Young's death on April 14 was confirmed by his publicist, Mike Farley, who said he succumbed to a heart attack.
In a statement to Variety, Poco co-founder Richie Furay said he was saddened by the loss: "Our friendship was real and he will be deeply missed. My prayers are with his wife, Mary, and his children Sara and Will."
As a member of Poco, Young's love for country music and ability to play several country instruments helped architect what today is known as country-rock. Poco, founded in 1968, was formed after Furay's former band Buffalo Springfield, which Neil Young was a part of, split. Furay met Young and bassist/producer Jim Messina after working together on Furay's "Kind Woman," which meshed elements of country and rock.

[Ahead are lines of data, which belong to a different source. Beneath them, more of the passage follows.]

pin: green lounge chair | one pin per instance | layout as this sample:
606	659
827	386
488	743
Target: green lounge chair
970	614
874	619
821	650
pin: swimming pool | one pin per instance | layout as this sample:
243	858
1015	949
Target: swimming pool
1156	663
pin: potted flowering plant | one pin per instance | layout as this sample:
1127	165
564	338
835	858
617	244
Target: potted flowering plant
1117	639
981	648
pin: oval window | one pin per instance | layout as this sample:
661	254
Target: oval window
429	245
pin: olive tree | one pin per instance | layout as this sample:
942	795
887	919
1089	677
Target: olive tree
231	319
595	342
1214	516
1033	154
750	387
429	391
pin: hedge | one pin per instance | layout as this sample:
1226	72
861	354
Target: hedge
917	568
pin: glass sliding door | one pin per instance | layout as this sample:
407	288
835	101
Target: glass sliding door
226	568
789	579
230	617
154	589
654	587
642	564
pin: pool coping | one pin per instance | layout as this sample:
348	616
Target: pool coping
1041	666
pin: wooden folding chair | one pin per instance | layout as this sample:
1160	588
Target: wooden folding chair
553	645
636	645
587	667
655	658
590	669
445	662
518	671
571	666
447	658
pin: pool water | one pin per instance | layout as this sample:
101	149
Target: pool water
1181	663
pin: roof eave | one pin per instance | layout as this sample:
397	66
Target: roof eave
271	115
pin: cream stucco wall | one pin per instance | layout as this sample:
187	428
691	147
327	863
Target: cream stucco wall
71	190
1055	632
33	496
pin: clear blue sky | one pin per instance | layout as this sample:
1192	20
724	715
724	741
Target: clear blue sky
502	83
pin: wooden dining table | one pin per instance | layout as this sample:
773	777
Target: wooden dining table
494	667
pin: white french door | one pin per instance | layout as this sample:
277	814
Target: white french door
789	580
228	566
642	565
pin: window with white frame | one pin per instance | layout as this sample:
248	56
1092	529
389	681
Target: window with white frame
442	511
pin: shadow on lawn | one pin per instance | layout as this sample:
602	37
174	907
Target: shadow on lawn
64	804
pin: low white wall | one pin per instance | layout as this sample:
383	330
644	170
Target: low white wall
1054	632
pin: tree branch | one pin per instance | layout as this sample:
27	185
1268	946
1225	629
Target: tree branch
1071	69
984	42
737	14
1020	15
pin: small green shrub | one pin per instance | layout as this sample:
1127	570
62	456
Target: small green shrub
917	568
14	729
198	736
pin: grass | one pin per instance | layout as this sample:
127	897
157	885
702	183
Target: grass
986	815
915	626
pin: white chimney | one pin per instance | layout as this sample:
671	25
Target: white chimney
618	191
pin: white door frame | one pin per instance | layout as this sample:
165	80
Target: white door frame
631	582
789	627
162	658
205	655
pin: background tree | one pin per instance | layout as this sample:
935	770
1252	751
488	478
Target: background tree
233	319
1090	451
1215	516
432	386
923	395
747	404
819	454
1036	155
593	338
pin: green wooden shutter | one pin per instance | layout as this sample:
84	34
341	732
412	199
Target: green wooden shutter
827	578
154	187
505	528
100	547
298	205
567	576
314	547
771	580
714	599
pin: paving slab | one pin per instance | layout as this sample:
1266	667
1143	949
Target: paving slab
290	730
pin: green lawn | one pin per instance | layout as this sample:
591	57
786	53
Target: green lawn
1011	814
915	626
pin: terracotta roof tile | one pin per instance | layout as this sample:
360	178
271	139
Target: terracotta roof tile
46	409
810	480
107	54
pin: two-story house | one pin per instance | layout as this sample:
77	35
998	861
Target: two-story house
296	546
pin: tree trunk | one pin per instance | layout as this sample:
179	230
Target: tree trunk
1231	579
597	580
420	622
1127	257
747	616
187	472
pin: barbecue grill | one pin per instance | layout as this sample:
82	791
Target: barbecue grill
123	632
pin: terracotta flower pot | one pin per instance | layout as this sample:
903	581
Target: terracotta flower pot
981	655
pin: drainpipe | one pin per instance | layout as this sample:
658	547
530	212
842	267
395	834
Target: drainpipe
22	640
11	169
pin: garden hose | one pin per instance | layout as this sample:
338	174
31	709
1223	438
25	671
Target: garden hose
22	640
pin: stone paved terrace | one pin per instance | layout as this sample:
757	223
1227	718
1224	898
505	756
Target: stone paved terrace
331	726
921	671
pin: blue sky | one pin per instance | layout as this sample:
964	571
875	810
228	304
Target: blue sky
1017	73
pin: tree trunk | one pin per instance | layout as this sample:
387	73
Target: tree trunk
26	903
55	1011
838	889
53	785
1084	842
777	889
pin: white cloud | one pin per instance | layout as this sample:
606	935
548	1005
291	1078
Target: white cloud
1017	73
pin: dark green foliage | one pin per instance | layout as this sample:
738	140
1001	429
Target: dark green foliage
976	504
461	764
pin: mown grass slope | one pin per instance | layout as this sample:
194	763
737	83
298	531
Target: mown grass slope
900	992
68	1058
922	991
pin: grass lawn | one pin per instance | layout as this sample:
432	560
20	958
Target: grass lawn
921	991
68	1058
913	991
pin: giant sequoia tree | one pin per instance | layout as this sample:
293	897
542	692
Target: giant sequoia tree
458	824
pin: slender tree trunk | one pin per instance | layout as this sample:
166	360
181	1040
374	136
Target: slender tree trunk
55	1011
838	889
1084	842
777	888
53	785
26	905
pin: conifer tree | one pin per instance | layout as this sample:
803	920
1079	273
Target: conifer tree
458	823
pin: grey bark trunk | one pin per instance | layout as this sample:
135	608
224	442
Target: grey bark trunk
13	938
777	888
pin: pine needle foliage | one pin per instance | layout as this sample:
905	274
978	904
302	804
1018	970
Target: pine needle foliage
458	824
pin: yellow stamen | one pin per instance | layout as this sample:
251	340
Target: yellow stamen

"Richie was a rock and roll guy, Jimmy’s a brilliant technician and guitar player, and I played all these country instruments," Young told Spotlight Central in 2018.
Poco, like Buffalo Springfield, was among the first bands to bring the country and rock sounds together.
"Our concept was to take rock and roll lyrics and melodies, chord changes, and add country instruments as the color around them, because I play steel guitar and banjo and mandolin, all the country instruments I could add that color and Jimmy played that James Burton, Ricky Nelson-kind of guitar," Young told Rock Cellar Magazine in 2017. "We could use this kind of country colors palette to choose from, and have it be rock and roll."
Born in Long Beach, California on Feb. 23, 1946, Norman Russell Young was raised in Colorado. Growing up, Young was surrounded by music; His grandparents were musicians and his parents would take him to country music bars. At the age of six, he began playing the pedal steel guitar.
"I think it’s a beautiful instrument! And I went on to learn to play a lot of other instruments, but I’ve always played lap steel and I still really enjoy it," he told Spotlight Central.
"He was an innovator on the steel guitar and carried the name Poco on for more than 50 years," Furay said in a statement.
Furay and Messina ultimately left the band, but Young remained a member of Poco for more than five decades and even became one of its vocalists. Young wrote and sang the band's biggest hit "Crazy Love," released in 1979—The song reached No. 1 on Billboard's Adult Contemporary Chart. The band also earned a GRAMMY nomination years later in 1982 for their performance of "Feudin' (Track)."
Young is survived by his wife, Mary, and his children, Sara and Will.